Change: src/services/cerebras_client.py — added _apply_cerebras_reasoning_defaults() which injects disable_reasoning=True for any model whose name contains qwen-3 or qwen3, unless the caller already set disable_reasoning or reasoning_effort.

Manual rollback:

Remove the constant and helper (lines ~111–126):

_CEREBRAS_REASONING_MODELS = ("qwen-3", "qwen3")

def _apply_cerebras_reasoning_defaults(model: str, kwargs: dict) -> dict: ...

Remove the two call sites in make_cerebras_request_openai() and make_cerebras_request_openai_stream():
```
kwargs = _apply_cerebras_reasoning_defaults(model, kwargs)  # remove this line
```

Fix 2 — DeepSeek: pin to stable versioned model ID

Problem: The generic deepseek/deepseek-chat alias on OpenRouter pointed to overloaded capacity, causing Bad Gateway (502) after 3 retries.

Change: src/services/model_transformations.py — deepseek-chat, deepseek-chat-v3, and deepseek-chat-v3.1 entries in the OpenRouter model mapping table now resolve to deepseek/deepseek-chat-v3-0324 (stable versioned endpoint).

Manual rollback: In model_transformations.py, find the OpenRouter model mapping dict and revert the deepseek-chat entries:

# Revert to generic alias:
"deepseek/deepseek-chat": "deepseek/deepseek-chat",
"deepseek-chat": "deepseek/deepseek-chat",
"deepseek/deepseek-chat-v3": "deepseek/deepseek-chat",
"deepseek/deepseek-chat-v3.1": "deepseek/deepseek-chat",

Fix 3 — Mistral: explicit OpenRouter routing for mistralai org prefix

Problem: detect_provider_from_model_id() had no case for the mistralai org prefix.

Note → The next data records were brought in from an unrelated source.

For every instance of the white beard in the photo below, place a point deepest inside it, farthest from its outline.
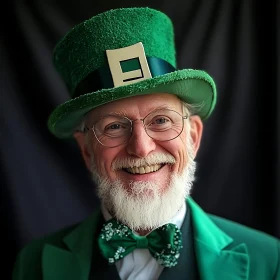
(145, 207)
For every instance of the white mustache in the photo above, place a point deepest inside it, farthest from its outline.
(157, 158)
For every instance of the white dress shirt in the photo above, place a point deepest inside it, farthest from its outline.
(139, 264)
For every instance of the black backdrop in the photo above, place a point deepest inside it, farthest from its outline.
(45, 185)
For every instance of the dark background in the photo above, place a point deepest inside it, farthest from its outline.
(45, 185)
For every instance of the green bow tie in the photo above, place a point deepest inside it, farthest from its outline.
(117, 240)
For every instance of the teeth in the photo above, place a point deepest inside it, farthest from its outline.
(143, 169)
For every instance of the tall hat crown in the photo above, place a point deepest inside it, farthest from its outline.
(121, 53)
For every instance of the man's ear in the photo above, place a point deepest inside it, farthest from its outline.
(196, 132)
(84, 148)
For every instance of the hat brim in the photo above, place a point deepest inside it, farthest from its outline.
(192, 86)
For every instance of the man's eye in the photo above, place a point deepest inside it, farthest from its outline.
(160, 121)
(114, 126)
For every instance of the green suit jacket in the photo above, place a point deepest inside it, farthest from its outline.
(224, 250)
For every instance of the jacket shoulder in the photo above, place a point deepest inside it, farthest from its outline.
(263, 249)
(28, 260)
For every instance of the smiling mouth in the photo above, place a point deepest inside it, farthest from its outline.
(143, 169)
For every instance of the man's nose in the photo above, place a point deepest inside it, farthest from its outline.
(140, 143)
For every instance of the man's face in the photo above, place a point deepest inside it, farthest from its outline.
(159, 160)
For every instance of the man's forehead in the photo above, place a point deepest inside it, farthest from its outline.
(144, 103)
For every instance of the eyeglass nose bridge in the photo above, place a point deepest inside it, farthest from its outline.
(131, 126)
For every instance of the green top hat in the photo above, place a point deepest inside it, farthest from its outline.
(118, 54)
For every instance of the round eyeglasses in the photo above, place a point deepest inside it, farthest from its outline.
(161, 125)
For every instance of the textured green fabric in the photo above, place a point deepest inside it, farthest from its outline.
(224, 250)
(117, 240)
(83, 50)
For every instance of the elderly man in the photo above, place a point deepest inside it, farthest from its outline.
(138, 122)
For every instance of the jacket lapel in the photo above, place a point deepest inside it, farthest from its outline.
(73, 262)
(217, 258)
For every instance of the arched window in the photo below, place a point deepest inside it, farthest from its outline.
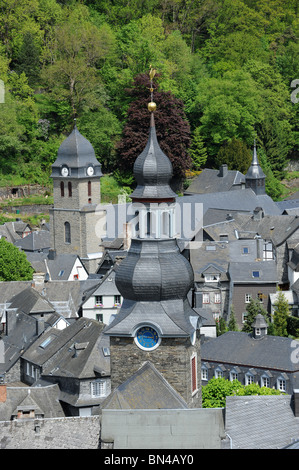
(67, 232)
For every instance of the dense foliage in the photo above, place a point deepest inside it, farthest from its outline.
(217, 389)
(230, 63)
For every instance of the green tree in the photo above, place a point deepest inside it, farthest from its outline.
(252, 310)
(217, 389)
(281, 314)
(14, 265)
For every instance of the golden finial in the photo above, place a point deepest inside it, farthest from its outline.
(152, 106)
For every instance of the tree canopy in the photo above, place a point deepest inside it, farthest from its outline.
(227, 66)
(14, 265)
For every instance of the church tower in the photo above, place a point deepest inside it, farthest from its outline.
(156, 323)
(76, 177)
(255, 177)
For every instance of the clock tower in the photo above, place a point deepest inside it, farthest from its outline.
(156, 323)
(76, 177)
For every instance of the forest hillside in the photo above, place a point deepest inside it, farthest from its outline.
(230, 68)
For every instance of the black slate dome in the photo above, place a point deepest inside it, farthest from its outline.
(154, 271)
(152, 170)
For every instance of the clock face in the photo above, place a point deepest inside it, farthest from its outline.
(147, 338)
(90, 171)
(64, 171)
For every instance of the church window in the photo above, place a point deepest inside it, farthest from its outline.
(67, 232)
(193, 374)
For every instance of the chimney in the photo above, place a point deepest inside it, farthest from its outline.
(258, 213)
(296, 402)
(40, 327)
(223, 170)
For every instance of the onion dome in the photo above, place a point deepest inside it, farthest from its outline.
(77, 154)
(152, 171)
(154, 271)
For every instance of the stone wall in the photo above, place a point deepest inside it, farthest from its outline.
(56, 433)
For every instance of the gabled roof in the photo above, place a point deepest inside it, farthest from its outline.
(277, 228)
(246, 272)
(77, 153)
(171, 317)
(145, 389)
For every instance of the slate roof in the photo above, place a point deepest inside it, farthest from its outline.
(76, 152)
(241, 272)
(211, 181)
(13, 231)
(41, 399)
(145, 389)
(171, 318)
(22, 333)
(260, 422)
(77, 350)
(106, 285)
(201, 259)
(276, 228)
(240, 348)
(31, 302)
(154, 270)
(38, 240)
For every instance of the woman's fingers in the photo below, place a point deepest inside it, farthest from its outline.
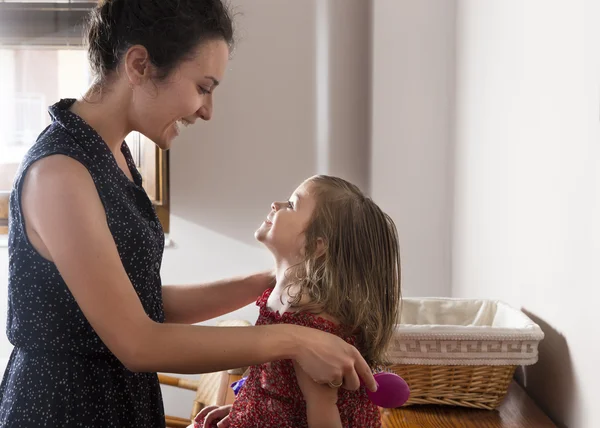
(216, 415)
(224, 423)
(362, 370)
(205, 412)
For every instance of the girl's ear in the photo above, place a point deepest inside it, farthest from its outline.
(321, 247)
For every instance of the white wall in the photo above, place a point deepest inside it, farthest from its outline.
(411, 164)
(527, 209)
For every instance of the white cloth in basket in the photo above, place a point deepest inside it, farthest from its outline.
(464, 332)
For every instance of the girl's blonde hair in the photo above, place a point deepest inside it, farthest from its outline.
(355, 275)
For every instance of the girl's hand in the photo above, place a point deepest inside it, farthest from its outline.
(214, 416)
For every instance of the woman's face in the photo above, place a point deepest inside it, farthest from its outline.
(161, 107)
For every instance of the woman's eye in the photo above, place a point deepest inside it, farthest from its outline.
(203, 90)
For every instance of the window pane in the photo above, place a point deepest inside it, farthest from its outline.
(30, 80)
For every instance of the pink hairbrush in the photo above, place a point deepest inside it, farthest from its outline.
(392, 391)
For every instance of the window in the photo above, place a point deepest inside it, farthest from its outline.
(42, 60)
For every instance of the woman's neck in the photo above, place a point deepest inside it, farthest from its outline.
(105, 111)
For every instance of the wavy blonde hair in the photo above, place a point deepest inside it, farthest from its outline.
(355, 275)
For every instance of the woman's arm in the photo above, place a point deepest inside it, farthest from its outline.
(189, 304)
(65, 216)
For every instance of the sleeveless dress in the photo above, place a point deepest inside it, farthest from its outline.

It fell through to the default (onerouter / Infron AI), which accepted the request but returned an empty stream.

Change: src/services/model_transformations.py — added an explicit if org == "mistralai": return "openrouter" check inside detect_provider_from_model_id().

Manual rollback: Remove the block added to detect_provider_from_model_id():

# Remove this block:
if org == "mistralai":
    logger.info(f"Routing '{model_id}' to openrouter (mistralai org prefix)")
    return "openrouter"

Fix 4 — xAI grok-2 / grok-2-1212: redirect deprecated models to grok-3

Problem: xAI deprecated grok-2-1212. The 404 response body wasn't parseable by the error handler's model extractor, so it surfaced as "Model 'unknown' not found" with no actionable detail.

Change: src/services/model_transformations.py — added grok-2, grok-2-1212, and their prefixed variants to both MODEL_ID_ALIASES (→ x-ai/grok-3) and the xai provider mapping table (→ grok-3).